Theodemir or Theodomar (Galician and Teodomiro; died 847), was a bishop of Iria, in Galicia.
==Background==
At some point between year 818, when Bishop Quendulf was still alive, and 842 when king Alfonso II of Asturias died, Pelagius the Hermit saw mysterious lights, like a shower of stars, on the same hill in the forest near Libredon every night. He went and reported the phenomenon to Bishop Theodemir.

On July 25, 812, Theodemir gathered a small entourage and went to Libredon to see the phenomenon for himself. There, in the dense vegetation, they discovered a stone sepulchre in which rested the corpses of three men, who were immediately identified as the Apostle James the Great and two of his disciples, Theodore and Athanasius. Theodemir believed that this was in line with the Breviary of the Apostles, which taught that James was buried in an ark in Marmarica (arca marmarica), probably an ark from Marmarica, Ancient Libya. But he said "arca de mármol" or an ark of marble was meant.

In August 2024, a team of the Norwegian University of Science and Technology concluded that the bones found under the floor of the Cathedral of Santiago de Compostela in 1955 are those of Bishop Theodemir with 98% certainty.”

His Mtdna was: T2b9, possibly of Suebi origin.

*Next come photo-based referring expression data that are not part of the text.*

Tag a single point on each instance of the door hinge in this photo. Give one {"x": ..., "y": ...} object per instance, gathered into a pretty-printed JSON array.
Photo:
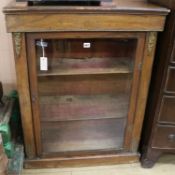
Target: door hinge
[{"x": 140, "y": 66}]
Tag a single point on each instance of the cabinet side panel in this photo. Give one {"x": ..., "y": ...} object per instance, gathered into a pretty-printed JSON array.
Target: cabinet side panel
[
  {"x": 24, "y": 93},
  {"x": 144, "y": 86}
]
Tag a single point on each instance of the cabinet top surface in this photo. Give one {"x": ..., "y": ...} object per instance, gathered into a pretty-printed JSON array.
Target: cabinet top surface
[{"x": 118, "y": 6}]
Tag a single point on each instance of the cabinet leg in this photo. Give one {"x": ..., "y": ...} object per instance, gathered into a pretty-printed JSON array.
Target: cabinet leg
[{"x": 149, "y": 158}]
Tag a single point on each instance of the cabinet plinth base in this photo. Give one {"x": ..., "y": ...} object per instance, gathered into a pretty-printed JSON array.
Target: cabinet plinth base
[{"x": 82, "y": 161}]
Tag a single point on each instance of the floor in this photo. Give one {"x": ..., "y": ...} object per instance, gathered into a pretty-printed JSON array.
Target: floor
[{"x": 165, "y": 166}]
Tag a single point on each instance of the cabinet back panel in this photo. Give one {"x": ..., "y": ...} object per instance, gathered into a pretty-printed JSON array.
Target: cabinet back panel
[
  {"x": 83, "y": 135},
  {"x": 84, "y": 84},
  {"x": 76, "y": 107}
]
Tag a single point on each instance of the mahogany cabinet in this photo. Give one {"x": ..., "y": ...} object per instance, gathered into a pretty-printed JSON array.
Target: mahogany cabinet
[
  {"x": 83, "y": 76},
  {"x": 159, "y": 130}
]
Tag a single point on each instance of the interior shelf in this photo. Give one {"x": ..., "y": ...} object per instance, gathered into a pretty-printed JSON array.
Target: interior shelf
[
  {"x": 76, "y": 66},
  {"x": 83, "y": 135},
  {"x": 83, "y": 107}
]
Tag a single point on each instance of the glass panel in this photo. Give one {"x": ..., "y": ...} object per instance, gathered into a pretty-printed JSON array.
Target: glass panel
[{"x": 84, "y": 90}]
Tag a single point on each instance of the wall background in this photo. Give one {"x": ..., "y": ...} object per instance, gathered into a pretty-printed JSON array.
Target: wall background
[{"x": 7, "y": 65}]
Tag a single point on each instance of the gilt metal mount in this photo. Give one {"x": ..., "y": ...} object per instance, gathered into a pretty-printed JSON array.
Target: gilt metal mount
[
  {"x": 151, "y": 42},
  {"x": 17, "y": 41}
]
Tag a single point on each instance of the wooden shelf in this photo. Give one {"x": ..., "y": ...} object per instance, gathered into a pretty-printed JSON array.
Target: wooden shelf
[
  {"x": 76, "y": 66},
  {"x": 83, "y": 107},
  {"x": 83, "y": 135}
]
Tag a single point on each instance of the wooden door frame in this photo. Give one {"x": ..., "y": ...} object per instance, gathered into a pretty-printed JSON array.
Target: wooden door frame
[{"x": 138, "y": 92}]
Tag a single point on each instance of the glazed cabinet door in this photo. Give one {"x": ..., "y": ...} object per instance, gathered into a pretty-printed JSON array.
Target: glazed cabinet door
[{"x": 83, "y": 90}]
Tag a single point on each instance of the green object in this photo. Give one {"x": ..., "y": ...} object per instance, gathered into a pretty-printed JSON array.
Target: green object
[
  {"x": 5, "y": 132},
  {"x": 9, "y": 149}
]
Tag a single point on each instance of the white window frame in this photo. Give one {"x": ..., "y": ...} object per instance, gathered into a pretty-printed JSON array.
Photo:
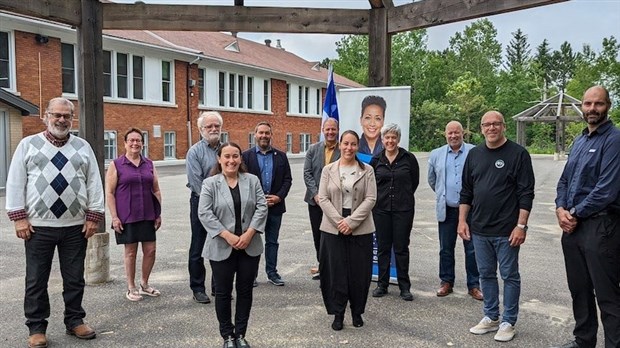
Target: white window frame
[
  {"x": 170, "y": 148},
  {"x": 110, "y": 145},
  {"x": 10, "y": 60},
  {"x": 62, "y": 68}
]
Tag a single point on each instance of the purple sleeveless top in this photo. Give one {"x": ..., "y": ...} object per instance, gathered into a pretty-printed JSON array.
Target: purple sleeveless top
[{"x": 135, "y": 200}]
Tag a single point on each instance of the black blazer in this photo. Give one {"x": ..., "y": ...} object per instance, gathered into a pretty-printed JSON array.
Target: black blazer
[{"x": 281, "y": 180}]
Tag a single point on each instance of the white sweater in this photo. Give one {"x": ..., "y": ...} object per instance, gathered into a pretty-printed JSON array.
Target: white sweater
[{"x": 55, "y": 185}]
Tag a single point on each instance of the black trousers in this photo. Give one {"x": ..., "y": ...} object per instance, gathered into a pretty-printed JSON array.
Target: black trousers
[
  {"x": 592, "y": 259},
  {"x": 40, "y": 250},
  {"x": 316, "y": 217},
  {"x": 393, "y": 231},
  {"x": 246, "y": 268},
  {"x": 346, "y": 271},
  {"x": 196, "y": 263}
]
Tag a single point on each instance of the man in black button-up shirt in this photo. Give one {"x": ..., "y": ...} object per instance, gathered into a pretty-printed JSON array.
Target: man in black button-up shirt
[{"x": 588, "y": 211}]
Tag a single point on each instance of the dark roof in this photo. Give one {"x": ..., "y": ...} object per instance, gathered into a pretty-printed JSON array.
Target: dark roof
[{"x": 26, "y": 107}]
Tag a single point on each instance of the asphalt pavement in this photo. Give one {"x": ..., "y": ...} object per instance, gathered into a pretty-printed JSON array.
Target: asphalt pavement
[{"x": 293, "y": 315}]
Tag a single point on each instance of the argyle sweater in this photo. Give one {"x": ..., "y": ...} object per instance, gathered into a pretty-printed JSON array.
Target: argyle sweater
[{"x": 54, "y": 186}]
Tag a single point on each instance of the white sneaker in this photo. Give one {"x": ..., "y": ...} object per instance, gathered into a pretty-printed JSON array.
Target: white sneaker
[
  {"x": 485, "y": 325},
  {"x": 505, "y": 333}
]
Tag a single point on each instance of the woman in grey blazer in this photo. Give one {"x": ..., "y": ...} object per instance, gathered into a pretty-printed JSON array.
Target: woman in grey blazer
[
  {"x": 347, "y": 193},
  {"x": 233, "y": 211}
]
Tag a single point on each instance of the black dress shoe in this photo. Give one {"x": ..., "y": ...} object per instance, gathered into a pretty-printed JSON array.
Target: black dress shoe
[
  {"x": 571, "y": 344},
  {"x": 357, "y": 320},
  {"x": 338, "y": 323},
  {"x": 406, "y": 295},
  {"x": 229, "y": 342},
  {"x": 201, "y": 297},
  {"x": 379, "y": 291}
]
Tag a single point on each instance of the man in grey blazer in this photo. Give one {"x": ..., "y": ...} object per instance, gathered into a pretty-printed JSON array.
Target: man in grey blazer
[
  {"x": 445, "y": 168},
  {"x": 317, "y": 157}
]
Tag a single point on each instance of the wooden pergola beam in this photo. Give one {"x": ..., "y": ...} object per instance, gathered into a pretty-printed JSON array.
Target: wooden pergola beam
[
  {"x": 63, "y": 11},
  {"x": 234, "y": 18},
  {"x": 428, "y": 13}
]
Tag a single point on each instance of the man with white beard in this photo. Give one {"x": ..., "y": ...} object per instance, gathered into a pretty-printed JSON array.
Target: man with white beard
[{"x": 54, "y": 195}]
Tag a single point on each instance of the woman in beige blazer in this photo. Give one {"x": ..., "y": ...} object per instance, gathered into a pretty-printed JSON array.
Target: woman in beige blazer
[
  {"x": 347, "y": 194},
  {"x": 233, "y": 211}
]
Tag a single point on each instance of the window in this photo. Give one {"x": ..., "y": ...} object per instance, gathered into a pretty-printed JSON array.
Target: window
[
  {"x": 68, "y": 68},
  {"x": 170, "y": 145},
  {"x": 165, "y": 81},
  {"x": 251, "y": 142},
  {"x": 288, "y": 97},
  {"x": 121, "y": 75},
  {"x": 222, "y": 87},
  {"x": 5, "y": 60},
  {"x": 250, "y": 92},
  {"x": 266, "y": 95},
  {"x": 304, "y": 142},
  {"x": 231, "y": 90},
  {"x": 300, "y": 99},
  {"x": 224, "y": 137},
  {"x": 109, "y": 145},
  {"x": 289, "y": 142},
  {"x": 145, "y": 144},
  {"x": 107, "y": 73},
  {"x": 201, "y": 86},
  {"x": 241, "y": 79},
  {"x": 138, "y": 77}
]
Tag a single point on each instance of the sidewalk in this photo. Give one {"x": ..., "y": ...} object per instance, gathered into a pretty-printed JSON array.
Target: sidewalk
[{"x": 293, "y": 315}]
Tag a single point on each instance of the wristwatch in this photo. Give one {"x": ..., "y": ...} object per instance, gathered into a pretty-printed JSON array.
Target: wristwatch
[{"x": 523, "y": 227}]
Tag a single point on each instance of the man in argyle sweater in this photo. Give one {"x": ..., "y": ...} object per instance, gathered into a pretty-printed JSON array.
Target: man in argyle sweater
[{"x": 54, "y": 196}]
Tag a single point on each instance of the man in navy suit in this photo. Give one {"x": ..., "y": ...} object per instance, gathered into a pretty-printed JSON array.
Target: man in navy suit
[{"x": 272, "y": 168}]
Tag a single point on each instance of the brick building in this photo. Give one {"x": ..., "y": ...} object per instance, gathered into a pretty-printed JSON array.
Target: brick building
[{"x": 159, "y": 82}]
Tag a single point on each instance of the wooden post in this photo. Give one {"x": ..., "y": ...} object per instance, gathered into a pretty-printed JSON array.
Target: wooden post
[
  {"x": 379, "y": 47},
  {"x": 90, "y": 98}
]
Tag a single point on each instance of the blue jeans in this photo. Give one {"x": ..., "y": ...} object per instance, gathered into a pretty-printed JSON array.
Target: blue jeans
[
  {"x": 447, "y": 243},
  {"x": 40, "y": 249},
  {"x": 491, "y": 251},
  {"x": 272, "y": 232}
]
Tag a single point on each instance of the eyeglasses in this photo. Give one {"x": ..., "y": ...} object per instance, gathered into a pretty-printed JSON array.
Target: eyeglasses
[
  {"x": 492, "y": 124},
  {"x": 58, "y": 115}
]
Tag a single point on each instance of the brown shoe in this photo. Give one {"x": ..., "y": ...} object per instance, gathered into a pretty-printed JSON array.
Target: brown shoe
[
  {"x": 82, "y": 331},
  {"x": 37, "y": 341},
  {"x": 476, "y": 294},
  {"x": 445, "y": 289}
]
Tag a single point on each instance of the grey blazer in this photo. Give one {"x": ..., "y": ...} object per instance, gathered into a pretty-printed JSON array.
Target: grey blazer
[
  {"x": 313, "y": 165},
  {"x": 217, "y": 214}
]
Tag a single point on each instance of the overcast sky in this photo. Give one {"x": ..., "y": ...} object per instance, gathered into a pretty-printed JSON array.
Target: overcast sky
[{"x": 577, "y": 21}]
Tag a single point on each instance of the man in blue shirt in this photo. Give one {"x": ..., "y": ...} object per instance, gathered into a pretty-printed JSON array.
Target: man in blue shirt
[
  {"x": 272, "y": 168},
  {"x": 445, "y": 170},
  {"x": 588, "y": 212}
]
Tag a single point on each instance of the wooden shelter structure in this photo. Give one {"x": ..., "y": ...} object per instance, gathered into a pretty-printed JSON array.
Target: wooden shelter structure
[
  {"x": 380, "y": 21},
  {"x": 559, "y": 109}
]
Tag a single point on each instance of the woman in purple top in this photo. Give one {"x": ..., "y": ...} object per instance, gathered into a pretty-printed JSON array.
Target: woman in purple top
[{"x": 134, "y": 201}]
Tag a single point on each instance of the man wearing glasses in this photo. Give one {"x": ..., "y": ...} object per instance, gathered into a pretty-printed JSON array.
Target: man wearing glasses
[
  {"x": 54, "y": 195},
  {"x": 200, "y": 159},
  {"x": 498, "y": 188}
]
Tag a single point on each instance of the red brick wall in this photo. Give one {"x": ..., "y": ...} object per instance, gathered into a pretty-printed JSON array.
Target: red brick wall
[{"x": 120, "y": 117}]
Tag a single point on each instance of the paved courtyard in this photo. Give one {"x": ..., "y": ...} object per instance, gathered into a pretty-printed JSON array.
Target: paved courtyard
[{"x": 293, "y": 315}]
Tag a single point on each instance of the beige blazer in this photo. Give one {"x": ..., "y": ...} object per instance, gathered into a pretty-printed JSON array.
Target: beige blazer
[{"x": 364, "y": 197}]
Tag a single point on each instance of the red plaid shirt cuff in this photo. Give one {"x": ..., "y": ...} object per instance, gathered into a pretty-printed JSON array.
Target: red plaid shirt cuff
[
  {"x": 94, "y": 216},
  {"x": 17, "y": 215}
]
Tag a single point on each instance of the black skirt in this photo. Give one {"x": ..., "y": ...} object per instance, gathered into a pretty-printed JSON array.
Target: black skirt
[{"x": 141, "y": 231}]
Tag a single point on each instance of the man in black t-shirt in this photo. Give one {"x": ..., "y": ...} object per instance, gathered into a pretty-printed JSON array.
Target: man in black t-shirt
[{"x": 498, "y": 188}]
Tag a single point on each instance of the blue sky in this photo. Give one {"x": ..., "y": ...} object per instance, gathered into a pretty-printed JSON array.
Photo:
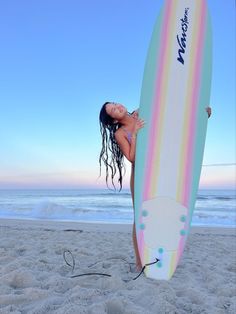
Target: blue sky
[{"x": 61, "y": 60}]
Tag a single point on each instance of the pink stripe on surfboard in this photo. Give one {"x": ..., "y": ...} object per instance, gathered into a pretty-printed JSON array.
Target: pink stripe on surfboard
[{"x": 156, "y": 104}]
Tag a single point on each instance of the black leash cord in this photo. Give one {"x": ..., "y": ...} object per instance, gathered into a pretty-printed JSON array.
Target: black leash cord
[
  {"x": 146, "y": 265},
  {"x": 101, "y": 274}
]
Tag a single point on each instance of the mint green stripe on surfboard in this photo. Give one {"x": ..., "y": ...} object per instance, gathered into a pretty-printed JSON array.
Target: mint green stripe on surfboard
[{"x": 147, "y": 94}]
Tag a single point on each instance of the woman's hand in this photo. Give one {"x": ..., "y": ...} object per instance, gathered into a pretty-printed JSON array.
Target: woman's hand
[
  {"x": 138, "y": 125},
  {"x": 134, "y": 114},
  {"x": 208, "y": 110}
]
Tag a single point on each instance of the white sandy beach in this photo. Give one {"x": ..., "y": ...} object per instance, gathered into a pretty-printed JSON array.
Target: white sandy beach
[{"x": 34, "y": 277}]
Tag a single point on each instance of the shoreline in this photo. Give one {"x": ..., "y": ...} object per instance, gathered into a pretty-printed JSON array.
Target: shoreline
[{"x": 101, "y": 226}]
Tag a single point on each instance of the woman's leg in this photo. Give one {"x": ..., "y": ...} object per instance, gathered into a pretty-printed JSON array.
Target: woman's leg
[{"x": 138, "y": 260}]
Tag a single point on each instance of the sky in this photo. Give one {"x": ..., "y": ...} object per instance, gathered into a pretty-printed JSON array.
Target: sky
[{"x": 60, "y": 60}]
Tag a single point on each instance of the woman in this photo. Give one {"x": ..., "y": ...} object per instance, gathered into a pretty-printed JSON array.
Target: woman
[{"x": 119, "y": 130}]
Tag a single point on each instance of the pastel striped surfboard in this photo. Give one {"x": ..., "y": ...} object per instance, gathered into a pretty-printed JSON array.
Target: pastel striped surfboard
[{"x": 169, "y": 151}]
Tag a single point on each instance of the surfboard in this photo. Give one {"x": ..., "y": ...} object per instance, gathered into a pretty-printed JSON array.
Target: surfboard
[{"x": 169, "y": 150}]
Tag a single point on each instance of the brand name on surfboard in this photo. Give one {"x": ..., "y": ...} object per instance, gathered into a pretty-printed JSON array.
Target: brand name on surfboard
[{"x": 183, "y": 38}]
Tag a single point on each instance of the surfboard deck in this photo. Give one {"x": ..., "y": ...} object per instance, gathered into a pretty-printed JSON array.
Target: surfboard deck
[{"x": 169, "y": 151}]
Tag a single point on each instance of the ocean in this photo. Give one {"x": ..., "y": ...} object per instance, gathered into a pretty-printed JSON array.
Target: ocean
[{"x": 216, "y": 208}]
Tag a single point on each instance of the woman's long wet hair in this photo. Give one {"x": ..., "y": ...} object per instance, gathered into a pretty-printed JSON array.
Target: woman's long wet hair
[{"x": 110, "y": 154}]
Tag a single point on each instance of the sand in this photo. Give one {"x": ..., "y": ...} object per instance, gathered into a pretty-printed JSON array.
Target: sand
[{"x": 34, "y": 277}]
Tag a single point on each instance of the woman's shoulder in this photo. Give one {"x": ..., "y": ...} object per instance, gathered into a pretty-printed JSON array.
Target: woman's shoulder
[{"x": 119, "y": 133}]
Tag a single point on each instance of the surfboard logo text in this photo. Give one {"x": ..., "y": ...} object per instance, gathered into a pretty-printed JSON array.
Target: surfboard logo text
[{"x": 182, "y": 40}]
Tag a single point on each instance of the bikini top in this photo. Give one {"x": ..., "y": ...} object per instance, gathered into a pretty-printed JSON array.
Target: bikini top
[{"x": 128, "y": 133}]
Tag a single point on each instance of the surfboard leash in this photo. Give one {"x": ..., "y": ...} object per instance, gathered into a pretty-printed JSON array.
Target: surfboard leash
[{"x": 72, "y": 265}]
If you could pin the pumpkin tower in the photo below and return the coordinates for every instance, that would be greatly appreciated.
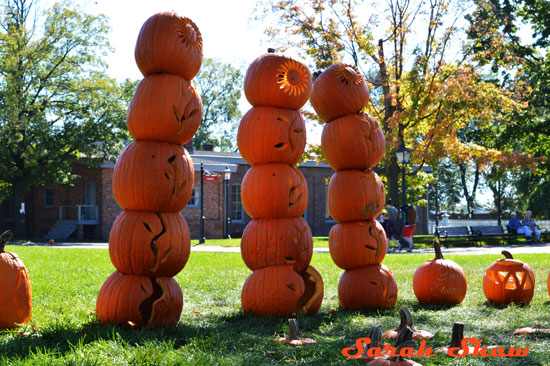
(153, 179)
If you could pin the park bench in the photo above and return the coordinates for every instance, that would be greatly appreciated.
(445, 232)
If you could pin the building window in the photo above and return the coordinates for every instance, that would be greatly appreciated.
(195, 200)
(48, 197)
(237, 210)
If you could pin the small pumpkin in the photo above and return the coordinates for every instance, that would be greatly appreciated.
(272, 291)
(439, 280)
(139, 300)
(355, 195)
(509, 280)
(169, 43)
(274, 190)
(338, 91)
(165, 107)
(153, 176)
(271, 135)
(150, 244)
(277, 241)
(277, 81)
(369, 287)
(15, 288)
(357, 244)
(354, 141)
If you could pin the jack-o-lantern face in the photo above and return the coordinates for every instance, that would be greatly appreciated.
(271, 135)
(355, 141)
(153, 176)
(283, 184)
(370, 287)
(509, 280)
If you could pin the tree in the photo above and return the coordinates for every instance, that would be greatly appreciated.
(219, 86)
(56, 103)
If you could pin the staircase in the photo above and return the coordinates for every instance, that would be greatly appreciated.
(62, 229)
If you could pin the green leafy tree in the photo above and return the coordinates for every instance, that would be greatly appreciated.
(56, 102)
(219, 85)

FTDNA has added Bishop Theodomir of Iria Flavia to their Notable Connections collection. They have him as: R-M269>DF27>Z195>BY3268

Furthermore, Pérez-Ramallo et al. (2024) stated that "whole genome sequencing revealed a significant North African contribution" to Theodemir's ancestry, "which could correspond to a Roman North African ancestry or more recent Al-Andalus admixture."